Categories Earnings Call Transcripts, Health Care

Theratechnologies Inc. (THTX) Q3 2020 Earnings Call Transcript

THTX Earnings Call - Final Transcript

Theratechnologies Inc.  (NASDAQ: THTX) Q3 2020 earnings call dated Oct. 15, 2020

Corporate Participants:

Denis Boucher — Vice President, Communications and Corporate Affairs

Paul Levesque — President and Chief Executive Officer

Philippe Dubuc — Senior Vice President and Chief Financial Officer

Christian Marsolais — Senior Vice President and Chief Medical Officer

Analysts:

Leonid Timashev — RBC Capital Markets — Analyst

Endri Leno — National Bank — Analyst

Presentation:

Operator

Good morning, ladies and gentlemen, and thank you for standing by. Welcome to the Theratechnologies Conference Call. [Operator Instructions] I would like to remind everyone that this conference call is being recorded today, October 15, 2020, at 8:30 AM Eastern Time.

I would now like to turn the conference over to Denis Boucher, Vice President, Communications and Corporate Affairs. Mr. Boucher, please go ahead.

Denis Boucher — Vice President, Communications and Corporate Affairs

Thank you very much and welcome. Mr. Paul Levesque, President and Chief Executive Officer of Theratechnologies; and Mr. Philippe Dubuc, Senior Vice President and Chief Financial Officer, will be the speakers on today’s call. A Q&A period, open exclusively to financial analysts, will follow their presentation.

Before Paul begins his remarks, I’ve been asked by Theratechnologies to read the following message regarding forward-looking statements. I would like to remind everyone that Theratechnologies remarks today contain forward-looking statements about its current and future plans, expectations, and intentions, results, levels of activity, performance, goals or achievements or other future events or developments.
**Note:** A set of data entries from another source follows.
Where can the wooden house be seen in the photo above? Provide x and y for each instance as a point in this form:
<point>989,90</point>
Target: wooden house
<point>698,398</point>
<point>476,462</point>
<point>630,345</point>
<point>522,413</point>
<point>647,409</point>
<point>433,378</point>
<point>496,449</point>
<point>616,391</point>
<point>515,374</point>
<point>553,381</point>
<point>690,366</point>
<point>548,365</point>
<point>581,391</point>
In preparing these forward-looking statements, several assumptions were made by Theratechnologies and there are risks that results actually obtained by the company will differ materially from those statements. As a consequence, the company cannot guarantee that any forward-looking statements will materialize, and you are cautioned not to place undue reliance on that. Theratechnologies refers current and potential investors to the Forward-Looking Information section of its Management’s Discussion and Analysis, issued this morning, and to the Risk Factors sections of its annual information form dated February 24, 2020, available at www.sedar.com and on EDGAR at www.sec.gov as an exhibit to its report on Form 40-F, dated February 25, 2020 under Theratechnologies public filings. Forward-looking statements represent Theratechnologies expectations as of October 15, 2020. Except as maybe required by securities laws, Theratechnologies does not undertake any obligation to update any forward-looking statement, whether as a result of new information, future events or otherwise.

I would now like to turn the conference over to Paul.

Paul Levesque — President and Chief Executive Officer

Thank you, Denis. Good morning, everyone, and thank you for being with us today. The last few months have been both productive and challenging. On September 10, we announced our intention to develop tesamorelin for the treatment of NASH in the general population, while including a small cohort of people living with HIV. This is a major development for Theratechnologies, which I will come back to in a moment.

On the revenue side, the quarter was impacted by the COVID-19 situation, which continue to impair our ability to deploy our resources in a normal way; thus making us — making it more difficult to bring our messages to healthcare providers and patients. In fact, patients are no longer going to clinics and hospitals as much as they normally used to.

While many thought we were going to see relief from the COVID crisis slowly but surely as of June, remote detailing remains the norm in key states such as California, Florida and Texas. For a company like Theratechnologies, growth comes from capturing new patients; and that comes from effective interactions with our patients and physicians, which since COVID have been significantly challenged. Our capacity to be effective at interacting with physicians and patients in the remote environment needed to be addressed.

Another underlying issue that we needed to address was to provide more education to physicians and patients on the medical benefits of Trogarzo and EGRIFTA. By doing so, we can also increase their presence as two very innovative treatments in the fight against HIV. These two medicines challenge the existing treatment paradigm. By building more effective educational activities, we believe we can evolve the current approaches to treating this disease.

The COVID environment coupled with the education gap we saw amongst patients and physicians were our call for change. And this is why we had to redeploy our sales infrastructure differently to put more emphasis on a medical education and effective remote interactions.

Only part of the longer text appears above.